Se presentaron entonces el Pequeño John y diecinueve hombres más, armados y listos para el viaje. Cada uno de ellos llevaba una cota de malla y un yelmo de acero, además de una espada al cinto, y presentaban una magnífica estampa, alineados como para pasar revista. Robin se adelantó y colgó una cadena de oro al cuello de sir Richard, y Will Escarlata se arrodilló para calzar sus talones con las espuelas de oro; tras lo cual, el Pequeño John trajo el caballo de sir Richard y el caballero montó, miro a Robin por última vez y, con un impulso repentino, se inclinó para besar su mejilla.
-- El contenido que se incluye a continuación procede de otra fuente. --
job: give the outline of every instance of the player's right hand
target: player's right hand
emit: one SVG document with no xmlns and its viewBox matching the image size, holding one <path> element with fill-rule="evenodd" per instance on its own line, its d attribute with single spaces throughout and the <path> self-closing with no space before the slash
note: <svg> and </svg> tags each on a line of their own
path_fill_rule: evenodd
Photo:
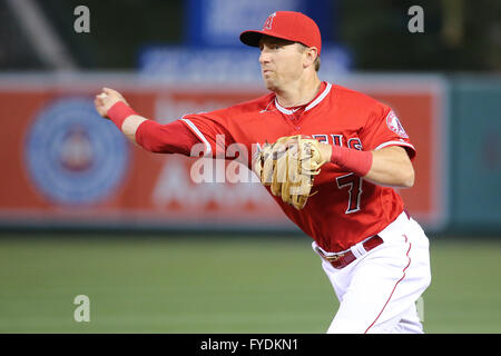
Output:
<svg viewBox="0 0 501 356">
<path fill-rule="evenodd" d="M 107 118 L 108 110 L 118 101 L 122 101 L 128 105 L 126 99 L 117 90 L 110 88 L 102 88 L 102 91 L 94 99 L 96 110 L 100 116 Z"/>
</svg>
En todo el bosque resonaron los ecos de la ovación que despidió al caballero cuando emprendió el camino a través de la espesura a la cabeza de su escolta de forajidos, entre el resplandor de las antorchas y los reflejos del acero.

Entonces el obispo de Hereford habló con voz lastimera:

—También yo debo partir, amigos míos, pues la noche está ya muy avanzada.

Pero Robin puso su mano sobre el brazo del obispo y le hizo detenerse.

—No tengáis tanta prisa, señor obispo —dijo—. De aquí a tres días, sir Richard debe pagar su deuda con Emmet; hasta entonces, Eminencia, tendréis que resignaros a permanecer aquí, no vaya a ser que le ocasionéis algún trastorno al caballero. Os prometo que no os aburriréis, pues ya tengo noticia de vuestra afición a la caza del ciervo. Despojaos de ese manto de melancolía y esforzaos por vivir la alegre vida de un campesino durante tres días. Os garantizo que, cuando llegue el momento, lamentaréis marcharos.

De manera que el obispo y su séquito tuvieron que quedarse tres días con Robin, durante los cuales Su Eminencia se lo pasó tan bien que, tal como Robin había dicho, al llegar el momento de partir lo hizo con pena. Al cabo de los tres días, Robin los dejó libres, haciéndolos acompañar por una escolta de proscritos para evitar que ningún salteador les arrebatara lo que quedaba de su equipaje.

Pero tan pronto como se alejó, el obispo se juró que algún día le haría pagar a Robin Hood el haberle tenido secuestrado en Sherwood.

Pero veamos ahora lo que le acaeció a sir Richard; escuchad y os enteraréis de cómo pagó su deuda al priorato de Emmet, y cómo, a su debido tiempo, saldó también la contraída con Robin Hood.